Die Grenze müsse nach dem Anschlag in Gaziantep von der Terrormiliz IS gesäubert werden, sagt Ankara. Auch einen Kurdenkorridor könne es nicht zulassen.
Nach dem blutigen Anschlag auf eine Hochzeitsgesellschaft in Gaziantep greift die Türkei härter durch. Die Armee beschoss am Dienstag Stellungen der Terrormiliz Islamischer Staat (IS) in Nordsyrien. Insgesamt seien 40 Granaten auf vier Ziele des IS gefeuert worden, berichtete der Sender NTV unter Berufung auf das Militär. Zuvor seien zwei Mörsergranaten aus Syrien in der türkischen Grenzstadt Karkamis eingeschlagen. Verletzt wurde laut der staatlichen Nachrichtenagentur Anadolu Ajansi niemand.
Bereits am Montag hatte das Militär Stellungen des IS angegriffen. "Unsere Grenze muss vollständig von Daesh (IS) gesäubert werden", sagte Außenminister Mevlüt Cavusoglu am Montag vor Journalisten in Ankara, zwei Tage nach dem Attentat im südosttürkischen Gaziantep. Der türkische Ministerpräsident Binali Yildirim erklärte laut Medienangaben nach einer Ministerratssitzung: "Wir können keinen kurdischen Korridor an unserer Südgrenze zulassen."
Auch die von den USA unterstützten kurdischen Volksschutzeinheiten (YPG) in der nordsyrischen Region Manbidsch wurden am Montag nach eigenen Angaben vom türkischem Militär bombardiert. Die Türkei habe Stellungen rund 20 Kilometer von der Grenze entfernt beschossen, sagte ein Sprecher der Kurden in der Region, Scherwan Darwish, der dpa.
Der Vormarsch der YPG, des syrischen PKK-Ablegers, ist der Türkei ein Dorn im Auge. Erst kürzlich hatte die Regierung vor einem weiteren Vorrücken der Kurden in der Region gewarnt. Ein zusammenhängendes kurdisches Gebiet an der Grenze zur Türkei könnte auch die Unabhängigkeitsbestrebungen der Kurden in der Türkei befeuern, so die Befürchtung Ankaras.
Zweifel um Alter des Attentäters
Die Türkei macht den IS für das Attentat am Samstagabend verantwortlich, bei dem mindestens 54 Menschen getötet wurden. Unter den Opfern sind vor allem Kinder und Jugendliche. Der Sender CNN Türk berichtete, 29 der bereits identifizierten Toten seien unter 18 Jahre alt.

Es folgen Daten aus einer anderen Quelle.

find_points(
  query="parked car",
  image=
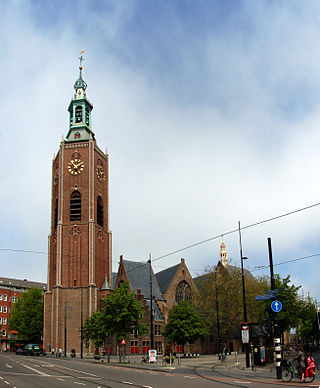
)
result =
(21, 351)
(33, 349)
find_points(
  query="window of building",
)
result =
(157, 330)
(56, 214)
(99, 211)
(75, 206)
(183, 292)
(87, 117)
(78, 114)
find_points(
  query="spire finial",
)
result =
(81, 59)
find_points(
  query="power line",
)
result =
(196, 243)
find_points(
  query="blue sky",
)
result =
(209, 111)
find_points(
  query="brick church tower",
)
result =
(79, 262)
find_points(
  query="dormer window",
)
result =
(78, 114)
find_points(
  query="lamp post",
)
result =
(151, 312)
(217, 310)
(245, 317)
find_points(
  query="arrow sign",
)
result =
(276, 306)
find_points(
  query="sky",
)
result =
(209, 110)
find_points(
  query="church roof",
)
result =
(165, 277)
(21, 284)
(139, 277)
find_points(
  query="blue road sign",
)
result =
(276, 306)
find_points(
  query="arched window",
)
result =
(56, 214)
(183, 292)
(87, 117)
(99, 211)
(75, 206)
(78, 114)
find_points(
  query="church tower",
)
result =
(223, 254)
(79, 262)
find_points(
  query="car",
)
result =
(21, 351)
(33, 349)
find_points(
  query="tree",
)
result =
(184, 324)
(121, 314)
(27, 315)
(220, 293)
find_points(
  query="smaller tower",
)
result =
(223, 254)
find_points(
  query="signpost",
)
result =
(276, 306)
(245, 332)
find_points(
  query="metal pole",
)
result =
(151, 310)
(246, 346)
(217, 309)
(65, 329)
(277, 333)
(81, 330)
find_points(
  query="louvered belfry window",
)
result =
(75, 206)
(99, 211)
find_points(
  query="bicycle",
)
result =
(288, 372)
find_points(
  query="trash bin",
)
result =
(259, 355)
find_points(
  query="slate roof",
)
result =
(21, 284)
(157, 313)
(139, 277)
(165, 277)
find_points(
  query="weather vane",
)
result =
(81, 59)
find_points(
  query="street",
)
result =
(24, 372)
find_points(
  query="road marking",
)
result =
(35, 370)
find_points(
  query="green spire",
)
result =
(80, 111)
(80, 83)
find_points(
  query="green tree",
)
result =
(27, 315)
(121, 314)
(184, 324)
(220, 290)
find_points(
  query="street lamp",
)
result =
(245, 317)
(217, 310)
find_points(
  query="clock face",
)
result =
(100, 171)
(75, 166)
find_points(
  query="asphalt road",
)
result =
(42, 372)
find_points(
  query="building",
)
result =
(10, 291)
(79, 262)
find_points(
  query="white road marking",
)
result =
(35, 370)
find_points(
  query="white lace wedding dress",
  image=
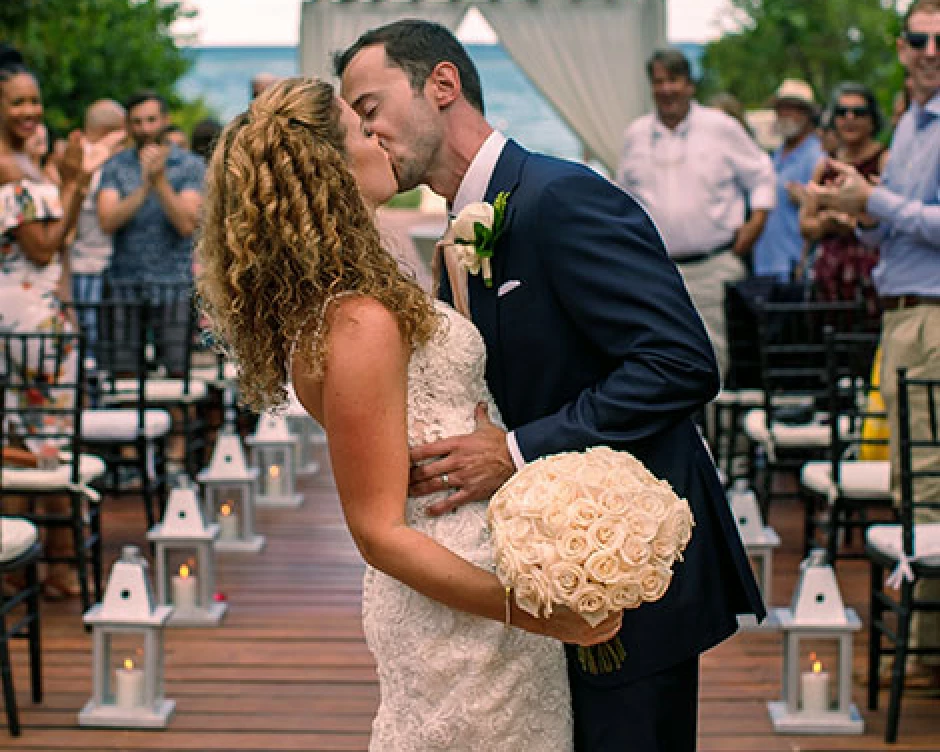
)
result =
(451, 681)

Inzwischen kamen in der Türkei allerdings Zweifel auf, ob es sich bei dem Attentäter von Gaziantep tatsächlich um ein Kind handelte, wie zunächst angegeben. Yildirim sagte am Abend in Ankara, es gebe ein "Gerücht", dass das Attentat ein Kind ausgeführt habe. Noch sei jedoch nicht klar, wer dahinterstecke. Die Sicherheitskräfte suchten nach Belegen.

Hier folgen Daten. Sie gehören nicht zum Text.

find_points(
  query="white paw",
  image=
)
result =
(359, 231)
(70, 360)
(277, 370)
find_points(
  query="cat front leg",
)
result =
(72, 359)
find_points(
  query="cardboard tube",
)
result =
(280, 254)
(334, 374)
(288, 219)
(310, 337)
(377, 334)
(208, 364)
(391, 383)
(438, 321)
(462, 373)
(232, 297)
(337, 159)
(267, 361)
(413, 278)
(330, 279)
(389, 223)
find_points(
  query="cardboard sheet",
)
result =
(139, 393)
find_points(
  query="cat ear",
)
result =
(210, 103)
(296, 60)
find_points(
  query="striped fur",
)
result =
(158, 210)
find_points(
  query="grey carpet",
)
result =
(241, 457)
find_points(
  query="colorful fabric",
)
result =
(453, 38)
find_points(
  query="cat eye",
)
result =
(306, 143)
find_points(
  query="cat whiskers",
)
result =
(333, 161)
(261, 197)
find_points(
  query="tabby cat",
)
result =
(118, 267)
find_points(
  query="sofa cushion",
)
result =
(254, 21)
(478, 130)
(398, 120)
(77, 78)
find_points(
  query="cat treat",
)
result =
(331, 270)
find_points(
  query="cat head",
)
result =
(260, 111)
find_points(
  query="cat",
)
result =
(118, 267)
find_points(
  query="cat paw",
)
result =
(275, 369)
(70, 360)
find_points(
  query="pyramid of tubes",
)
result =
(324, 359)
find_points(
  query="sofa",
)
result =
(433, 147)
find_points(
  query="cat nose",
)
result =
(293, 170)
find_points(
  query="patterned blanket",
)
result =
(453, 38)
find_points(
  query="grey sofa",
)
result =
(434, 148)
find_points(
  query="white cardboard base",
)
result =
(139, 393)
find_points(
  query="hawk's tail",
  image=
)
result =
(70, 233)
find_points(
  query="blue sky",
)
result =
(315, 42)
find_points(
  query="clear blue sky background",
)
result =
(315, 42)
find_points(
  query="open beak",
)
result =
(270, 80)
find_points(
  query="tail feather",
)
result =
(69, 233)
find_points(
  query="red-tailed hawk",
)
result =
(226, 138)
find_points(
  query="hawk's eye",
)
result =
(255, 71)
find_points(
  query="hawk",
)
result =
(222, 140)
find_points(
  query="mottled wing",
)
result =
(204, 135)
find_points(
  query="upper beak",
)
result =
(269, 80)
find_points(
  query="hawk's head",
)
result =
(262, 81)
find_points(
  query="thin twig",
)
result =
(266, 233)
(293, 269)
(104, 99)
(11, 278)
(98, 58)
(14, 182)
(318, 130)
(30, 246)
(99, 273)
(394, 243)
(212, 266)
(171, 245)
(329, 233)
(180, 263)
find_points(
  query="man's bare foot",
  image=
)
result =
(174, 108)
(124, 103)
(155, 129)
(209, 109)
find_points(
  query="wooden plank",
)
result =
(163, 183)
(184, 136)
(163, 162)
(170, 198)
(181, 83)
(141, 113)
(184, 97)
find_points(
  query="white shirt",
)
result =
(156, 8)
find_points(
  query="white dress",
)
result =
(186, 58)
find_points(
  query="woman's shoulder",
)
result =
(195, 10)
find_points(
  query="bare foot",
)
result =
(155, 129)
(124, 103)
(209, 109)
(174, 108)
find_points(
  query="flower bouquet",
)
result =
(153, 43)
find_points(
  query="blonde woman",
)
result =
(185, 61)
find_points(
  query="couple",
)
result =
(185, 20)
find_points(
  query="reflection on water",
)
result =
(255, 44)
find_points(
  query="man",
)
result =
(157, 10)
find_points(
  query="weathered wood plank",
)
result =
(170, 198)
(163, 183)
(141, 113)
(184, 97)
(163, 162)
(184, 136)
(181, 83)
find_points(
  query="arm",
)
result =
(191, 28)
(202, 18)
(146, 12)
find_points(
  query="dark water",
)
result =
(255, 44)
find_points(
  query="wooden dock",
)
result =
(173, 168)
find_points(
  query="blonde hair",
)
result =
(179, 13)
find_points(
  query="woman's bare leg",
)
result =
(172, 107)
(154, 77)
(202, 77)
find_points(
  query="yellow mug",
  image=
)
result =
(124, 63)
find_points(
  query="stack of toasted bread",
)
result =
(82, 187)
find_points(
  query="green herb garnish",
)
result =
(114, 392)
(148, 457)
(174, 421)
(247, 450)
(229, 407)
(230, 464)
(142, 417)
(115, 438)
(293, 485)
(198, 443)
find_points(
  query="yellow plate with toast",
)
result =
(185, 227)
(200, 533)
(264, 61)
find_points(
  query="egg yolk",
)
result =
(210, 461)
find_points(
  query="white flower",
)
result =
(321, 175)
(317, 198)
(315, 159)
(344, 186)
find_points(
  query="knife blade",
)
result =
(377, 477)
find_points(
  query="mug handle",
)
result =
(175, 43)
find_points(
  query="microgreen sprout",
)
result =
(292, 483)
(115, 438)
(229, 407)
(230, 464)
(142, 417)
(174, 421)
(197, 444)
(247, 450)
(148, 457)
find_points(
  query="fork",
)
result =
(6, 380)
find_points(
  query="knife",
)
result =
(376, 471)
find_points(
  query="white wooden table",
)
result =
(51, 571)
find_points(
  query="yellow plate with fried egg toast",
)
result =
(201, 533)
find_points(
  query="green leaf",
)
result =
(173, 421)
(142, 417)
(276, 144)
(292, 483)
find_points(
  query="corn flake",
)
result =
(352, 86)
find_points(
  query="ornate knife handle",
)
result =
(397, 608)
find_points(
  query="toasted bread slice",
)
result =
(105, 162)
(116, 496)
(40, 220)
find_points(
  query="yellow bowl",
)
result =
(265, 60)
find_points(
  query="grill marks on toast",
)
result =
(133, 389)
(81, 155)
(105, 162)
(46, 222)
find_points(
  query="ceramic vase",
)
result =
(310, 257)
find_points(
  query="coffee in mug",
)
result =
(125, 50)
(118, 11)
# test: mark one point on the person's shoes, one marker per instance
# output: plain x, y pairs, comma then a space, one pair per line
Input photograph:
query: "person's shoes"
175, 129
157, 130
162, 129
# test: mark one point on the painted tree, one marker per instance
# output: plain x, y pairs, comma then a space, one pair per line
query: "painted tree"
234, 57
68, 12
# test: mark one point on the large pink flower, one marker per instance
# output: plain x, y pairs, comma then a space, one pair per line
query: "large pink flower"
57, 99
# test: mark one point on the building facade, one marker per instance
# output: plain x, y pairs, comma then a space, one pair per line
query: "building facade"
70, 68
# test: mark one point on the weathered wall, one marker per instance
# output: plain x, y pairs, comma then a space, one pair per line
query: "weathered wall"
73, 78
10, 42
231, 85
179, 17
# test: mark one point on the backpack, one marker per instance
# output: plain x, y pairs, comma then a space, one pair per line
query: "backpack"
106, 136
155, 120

Staatspräsident Recep Tayyip Erdogan hatte am Sonntag gesagt, dass es sich bei dem Attentäter von Gaziantep nach ersten Erkenntnissen um ein Kind zwischen 12 und 14 Jahre handele. Als Drahtzieher sah er die Terrormiliz IS.

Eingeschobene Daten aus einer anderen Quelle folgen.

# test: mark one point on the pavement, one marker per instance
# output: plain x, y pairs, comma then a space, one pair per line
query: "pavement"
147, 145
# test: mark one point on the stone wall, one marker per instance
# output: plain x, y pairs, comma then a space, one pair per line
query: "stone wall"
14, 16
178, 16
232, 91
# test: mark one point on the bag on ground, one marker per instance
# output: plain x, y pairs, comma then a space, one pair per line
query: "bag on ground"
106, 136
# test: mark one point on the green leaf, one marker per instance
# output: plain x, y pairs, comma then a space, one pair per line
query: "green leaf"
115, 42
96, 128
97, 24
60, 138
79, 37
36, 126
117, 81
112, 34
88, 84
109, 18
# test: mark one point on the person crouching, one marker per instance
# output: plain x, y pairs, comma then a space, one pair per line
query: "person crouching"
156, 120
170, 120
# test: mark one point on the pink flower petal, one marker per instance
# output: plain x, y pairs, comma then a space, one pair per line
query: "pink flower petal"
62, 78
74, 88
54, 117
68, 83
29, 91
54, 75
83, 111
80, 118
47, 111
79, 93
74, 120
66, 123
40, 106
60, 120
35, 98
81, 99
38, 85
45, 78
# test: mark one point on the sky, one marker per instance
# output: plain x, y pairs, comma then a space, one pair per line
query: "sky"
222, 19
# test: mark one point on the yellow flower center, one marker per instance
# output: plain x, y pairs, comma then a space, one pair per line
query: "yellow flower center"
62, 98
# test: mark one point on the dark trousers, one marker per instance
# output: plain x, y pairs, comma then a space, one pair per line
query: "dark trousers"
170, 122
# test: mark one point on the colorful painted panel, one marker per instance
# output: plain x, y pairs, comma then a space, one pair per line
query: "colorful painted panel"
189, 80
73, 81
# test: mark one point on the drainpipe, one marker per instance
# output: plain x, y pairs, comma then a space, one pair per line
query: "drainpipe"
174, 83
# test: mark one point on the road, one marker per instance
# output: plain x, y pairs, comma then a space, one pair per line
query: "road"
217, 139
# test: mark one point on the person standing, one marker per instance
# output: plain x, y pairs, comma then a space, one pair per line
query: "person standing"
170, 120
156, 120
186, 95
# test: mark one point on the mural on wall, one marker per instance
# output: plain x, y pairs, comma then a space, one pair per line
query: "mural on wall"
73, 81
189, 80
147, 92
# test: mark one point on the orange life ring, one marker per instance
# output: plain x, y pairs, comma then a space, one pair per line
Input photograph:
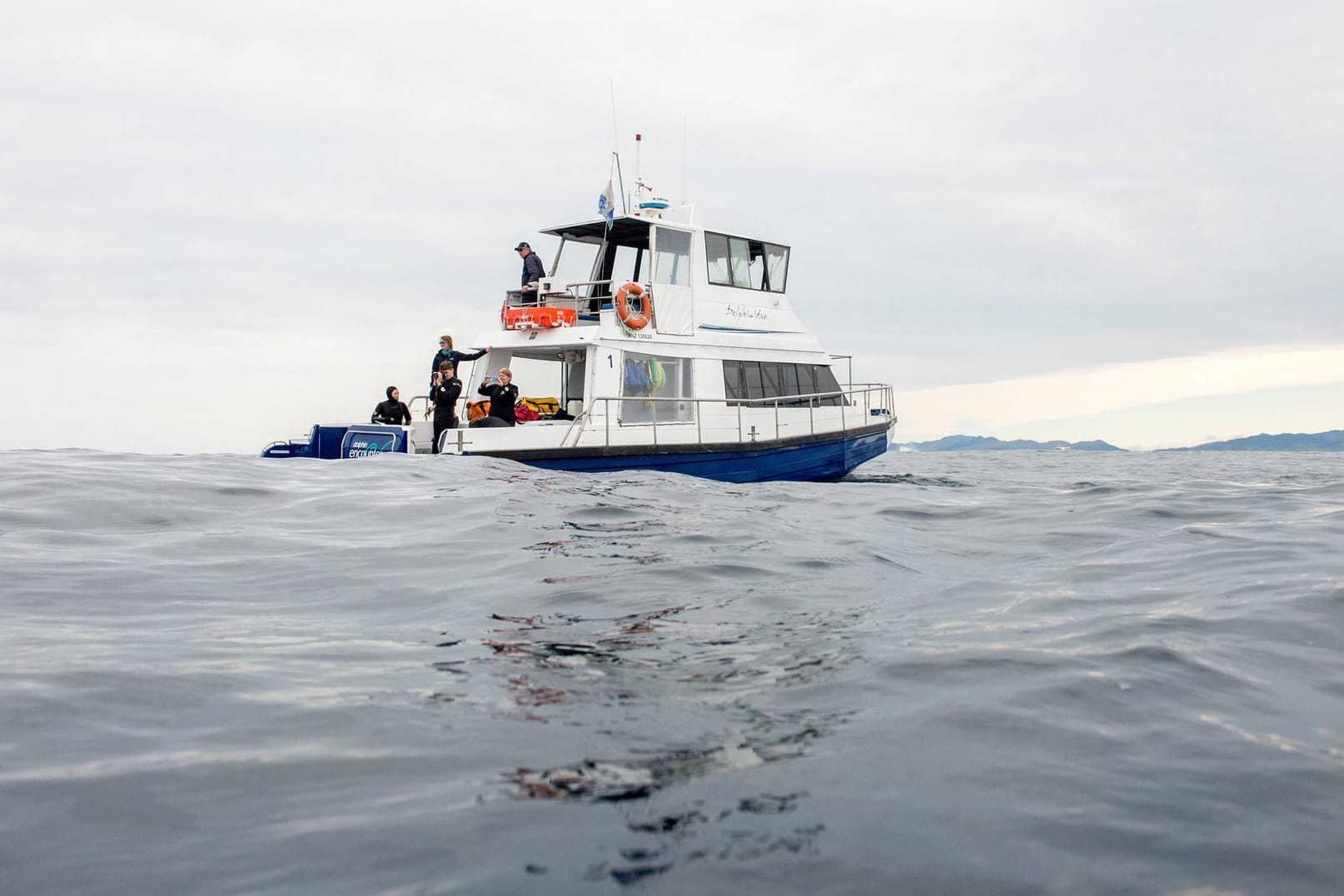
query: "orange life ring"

Die türkische Zeitung "Hürriyet" hatte berichtet, auf Überwachungskameras in Gaziantep sei zu sehen, dass ein Kind von zwei Personen begleitet worden sei. Sie hätten sich entfernt, bevor die Bombe detonierte. Die Terrormiliz IS beherrscht große Gebiete auf der syrischen Seite an der Grenze zur Türkei. Ein weiterer großer Teil der 911 Kilometer langen Grenze zu Syrien wird von den YPG kontrolliert.
Ein Jahr nach der Aufnahme ihrer Arbeit soll eine Untersuchungskommission der UNO diese Woche ihren Bericht zu mehreren Giftgasangriffen in Syrien vorlegen. Das teilten Diplomaten am Montag in New York mit. Der sogenannte Gemeinsame Untersuchungsmechanismus (Joint Investigative Mechanism, JIM) war im August 2015 nach Chlorgasangriffen auf drei syrische Dörfer eingesetzt worden. Damals starben 13 Menschen.